I was doing some exam practice when I almost surely went the wrong way in my method and ended up with the following equation:
$$f'(x) = f(x) - f(x-1)$$
Although not what I was intended to find, I'm still curious to know if there are methods to solve this. We can spot the obvious solution $f(x) = Ax+B$ , but I could not find a way to prove this was the only solution, or find any other solutions. Any insight would be helpful. For context I am a first-year undergrad.
Preliminary remark: We can multiply LHS and RHS by the same quantity; therefore we can assume WLOG that $f(0)=1$.

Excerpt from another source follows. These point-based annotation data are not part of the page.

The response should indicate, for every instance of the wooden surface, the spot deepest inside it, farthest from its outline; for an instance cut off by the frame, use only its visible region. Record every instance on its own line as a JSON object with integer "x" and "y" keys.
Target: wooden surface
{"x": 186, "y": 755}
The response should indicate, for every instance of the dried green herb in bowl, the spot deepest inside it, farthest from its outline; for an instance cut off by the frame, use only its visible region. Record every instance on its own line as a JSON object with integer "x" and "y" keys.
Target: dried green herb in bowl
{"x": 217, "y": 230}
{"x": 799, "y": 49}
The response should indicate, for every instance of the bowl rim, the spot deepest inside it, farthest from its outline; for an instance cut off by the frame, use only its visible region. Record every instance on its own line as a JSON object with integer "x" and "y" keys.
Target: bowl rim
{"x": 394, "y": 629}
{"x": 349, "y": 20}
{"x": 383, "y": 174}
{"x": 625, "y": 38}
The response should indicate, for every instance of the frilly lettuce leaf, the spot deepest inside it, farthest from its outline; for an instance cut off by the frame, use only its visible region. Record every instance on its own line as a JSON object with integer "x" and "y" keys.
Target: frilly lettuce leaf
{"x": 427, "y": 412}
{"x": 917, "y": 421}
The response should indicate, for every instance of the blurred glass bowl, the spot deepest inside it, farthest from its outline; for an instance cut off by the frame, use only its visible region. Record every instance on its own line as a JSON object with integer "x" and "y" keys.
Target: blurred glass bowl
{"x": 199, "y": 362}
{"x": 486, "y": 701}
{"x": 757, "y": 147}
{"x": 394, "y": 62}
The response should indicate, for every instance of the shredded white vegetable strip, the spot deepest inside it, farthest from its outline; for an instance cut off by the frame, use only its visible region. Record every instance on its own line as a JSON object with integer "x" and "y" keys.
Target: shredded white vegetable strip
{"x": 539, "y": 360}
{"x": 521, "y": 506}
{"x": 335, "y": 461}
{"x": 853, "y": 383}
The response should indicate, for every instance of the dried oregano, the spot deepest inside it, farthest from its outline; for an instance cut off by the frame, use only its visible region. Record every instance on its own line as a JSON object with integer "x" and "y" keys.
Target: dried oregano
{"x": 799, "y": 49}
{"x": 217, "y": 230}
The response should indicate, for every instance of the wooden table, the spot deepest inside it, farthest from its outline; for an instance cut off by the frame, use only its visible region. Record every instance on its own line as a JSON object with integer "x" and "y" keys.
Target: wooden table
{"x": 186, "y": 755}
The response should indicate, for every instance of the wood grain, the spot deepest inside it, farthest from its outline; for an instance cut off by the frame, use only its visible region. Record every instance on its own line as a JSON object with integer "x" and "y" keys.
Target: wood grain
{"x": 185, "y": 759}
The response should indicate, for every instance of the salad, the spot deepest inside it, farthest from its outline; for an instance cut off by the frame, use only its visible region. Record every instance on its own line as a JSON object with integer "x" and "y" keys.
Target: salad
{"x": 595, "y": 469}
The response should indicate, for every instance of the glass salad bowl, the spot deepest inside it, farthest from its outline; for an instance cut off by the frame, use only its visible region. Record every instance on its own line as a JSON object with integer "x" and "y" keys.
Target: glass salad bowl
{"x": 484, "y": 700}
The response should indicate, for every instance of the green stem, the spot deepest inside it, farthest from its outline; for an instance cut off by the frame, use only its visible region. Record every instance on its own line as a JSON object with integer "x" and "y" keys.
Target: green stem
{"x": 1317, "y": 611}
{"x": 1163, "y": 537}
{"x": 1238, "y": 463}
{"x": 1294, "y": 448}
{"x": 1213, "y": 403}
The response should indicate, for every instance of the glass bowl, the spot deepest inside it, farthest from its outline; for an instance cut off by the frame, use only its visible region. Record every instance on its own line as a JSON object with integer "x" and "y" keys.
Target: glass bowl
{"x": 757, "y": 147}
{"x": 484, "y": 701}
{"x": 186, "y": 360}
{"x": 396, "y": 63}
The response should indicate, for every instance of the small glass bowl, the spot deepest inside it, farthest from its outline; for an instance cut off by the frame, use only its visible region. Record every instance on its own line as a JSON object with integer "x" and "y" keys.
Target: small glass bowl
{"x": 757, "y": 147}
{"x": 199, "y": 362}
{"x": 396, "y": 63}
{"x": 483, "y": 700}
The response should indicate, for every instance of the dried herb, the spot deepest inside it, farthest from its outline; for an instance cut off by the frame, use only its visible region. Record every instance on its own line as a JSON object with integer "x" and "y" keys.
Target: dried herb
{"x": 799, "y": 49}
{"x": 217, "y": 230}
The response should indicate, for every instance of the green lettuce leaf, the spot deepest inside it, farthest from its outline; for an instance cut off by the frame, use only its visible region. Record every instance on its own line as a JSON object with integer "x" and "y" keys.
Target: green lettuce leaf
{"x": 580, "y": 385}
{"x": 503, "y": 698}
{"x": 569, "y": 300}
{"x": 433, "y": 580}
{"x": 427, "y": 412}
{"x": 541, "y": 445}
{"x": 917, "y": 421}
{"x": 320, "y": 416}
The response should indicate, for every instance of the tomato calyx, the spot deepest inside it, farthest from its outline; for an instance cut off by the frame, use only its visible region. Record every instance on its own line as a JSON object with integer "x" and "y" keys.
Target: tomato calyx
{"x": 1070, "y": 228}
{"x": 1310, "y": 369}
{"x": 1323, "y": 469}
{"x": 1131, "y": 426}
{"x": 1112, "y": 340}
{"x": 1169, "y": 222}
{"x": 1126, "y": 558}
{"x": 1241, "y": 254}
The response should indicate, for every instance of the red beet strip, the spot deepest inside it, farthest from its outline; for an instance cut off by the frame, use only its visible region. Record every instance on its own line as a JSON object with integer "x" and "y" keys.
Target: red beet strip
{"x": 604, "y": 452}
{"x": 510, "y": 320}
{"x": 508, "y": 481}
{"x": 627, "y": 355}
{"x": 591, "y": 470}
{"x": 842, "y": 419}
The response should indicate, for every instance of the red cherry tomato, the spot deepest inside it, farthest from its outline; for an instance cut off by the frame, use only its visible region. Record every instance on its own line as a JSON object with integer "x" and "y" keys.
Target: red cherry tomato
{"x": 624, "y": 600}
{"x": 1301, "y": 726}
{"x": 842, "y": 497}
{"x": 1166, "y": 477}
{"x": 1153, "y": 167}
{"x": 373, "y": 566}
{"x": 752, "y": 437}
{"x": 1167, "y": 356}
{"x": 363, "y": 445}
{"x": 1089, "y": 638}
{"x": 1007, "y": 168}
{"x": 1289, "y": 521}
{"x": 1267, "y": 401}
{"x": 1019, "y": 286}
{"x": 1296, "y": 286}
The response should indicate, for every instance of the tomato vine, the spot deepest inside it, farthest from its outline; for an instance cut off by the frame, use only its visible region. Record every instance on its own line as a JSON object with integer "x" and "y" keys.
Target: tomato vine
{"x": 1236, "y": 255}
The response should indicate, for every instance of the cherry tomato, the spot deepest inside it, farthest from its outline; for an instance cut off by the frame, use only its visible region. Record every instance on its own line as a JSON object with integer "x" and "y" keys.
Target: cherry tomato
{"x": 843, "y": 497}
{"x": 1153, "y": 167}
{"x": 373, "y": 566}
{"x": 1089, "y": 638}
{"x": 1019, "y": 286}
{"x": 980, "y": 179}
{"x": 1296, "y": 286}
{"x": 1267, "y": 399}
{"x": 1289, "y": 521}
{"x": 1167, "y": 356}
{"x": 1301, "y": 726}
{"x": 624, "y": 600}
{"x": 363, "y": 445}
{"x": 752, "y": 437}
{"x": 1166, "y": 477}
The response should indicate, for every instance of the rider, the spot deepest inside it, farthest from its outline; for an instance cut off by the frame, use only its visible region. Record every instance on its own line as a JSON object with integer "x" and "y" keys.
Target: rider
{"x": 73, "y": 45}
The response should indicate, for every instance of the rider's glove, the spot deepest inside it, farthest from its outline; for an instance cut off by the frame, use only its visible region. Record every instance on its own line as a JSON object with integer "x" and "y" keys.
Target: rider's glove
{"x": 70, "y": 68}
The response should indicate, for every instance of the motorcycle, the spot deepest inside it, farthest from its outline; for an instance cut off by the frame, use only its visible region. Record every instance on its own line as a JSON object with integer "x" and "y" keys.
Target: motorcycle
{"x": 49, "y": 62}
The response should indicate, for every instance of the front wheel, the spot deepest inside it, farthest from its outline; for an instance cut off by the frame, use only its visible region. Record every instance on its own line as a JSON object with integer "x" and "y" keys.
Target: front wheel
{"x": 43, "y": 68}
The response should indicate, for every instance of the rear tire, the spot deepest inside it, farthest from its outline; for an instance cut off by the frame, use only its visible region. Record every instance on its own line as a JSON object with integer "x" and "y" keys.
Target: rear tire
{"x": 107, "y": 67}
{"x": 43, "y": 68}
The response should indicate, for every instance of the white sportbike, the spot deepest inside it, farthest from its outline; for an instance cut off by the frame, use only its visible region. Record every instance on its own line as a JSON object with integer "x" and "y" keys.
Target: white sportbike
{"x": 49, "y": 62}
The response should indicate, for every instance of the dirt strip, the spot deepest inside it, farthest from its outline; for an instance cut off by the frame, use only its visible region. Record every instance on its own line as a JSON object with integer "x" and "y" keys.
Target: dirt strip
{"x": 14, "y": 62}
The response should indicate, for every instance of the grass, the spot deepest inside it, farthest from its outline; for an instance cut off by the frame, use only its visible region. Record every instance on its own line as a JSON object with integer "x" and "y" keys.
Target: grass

Laplace Transform (L.T.) you may have studied is especially adapted to delay differential equations like this one. Using tables (I don't give details) its L.T. is
$$sF(s)-f(0)=F(s)-e^{-s}F(s)$$
We can extract $F(s)$ under the form:
$$F(s)=\frac{1}{(s-1)+e^{-s}}=\frac{1}{(s-1)}\frac{1}{1+\frac{e^{-s}}{s-1}}$$
The second fraction can be expanded into a (geometric) series:
$$F(s)=\frac{1}{(s-1)}\left(1-\frac{e^{-s}}{(s-1)}+\frac{e^{-2s}}{(s-1)^2}-\cdots \right)$$
$$F(s)=\sum_{k=0}^{\infty}(-1)^k\frac{e^{-ks}}{(s-1)^{k+1}}$$
whose inverse Laplace Transform is, using again tables:
$$f(x)=\sum_{k=0}^{\infty}H(x-k)(-1)^k \frac{(x-k)^k}{k!}e^{x-k}\tag{1}$$
where $H$ is the Heaviside step function ($H(x)=0$ if $x<0$; $H(x)=1$ if $x \ge 0$).
In fact, for a given $x$, (1) is a finite sum: intuitively, proceeding by increasing values of $x$, each time variable $x$ crosses an integer $k$, the corresponding factor $H(x-k)$ "activates" a new term.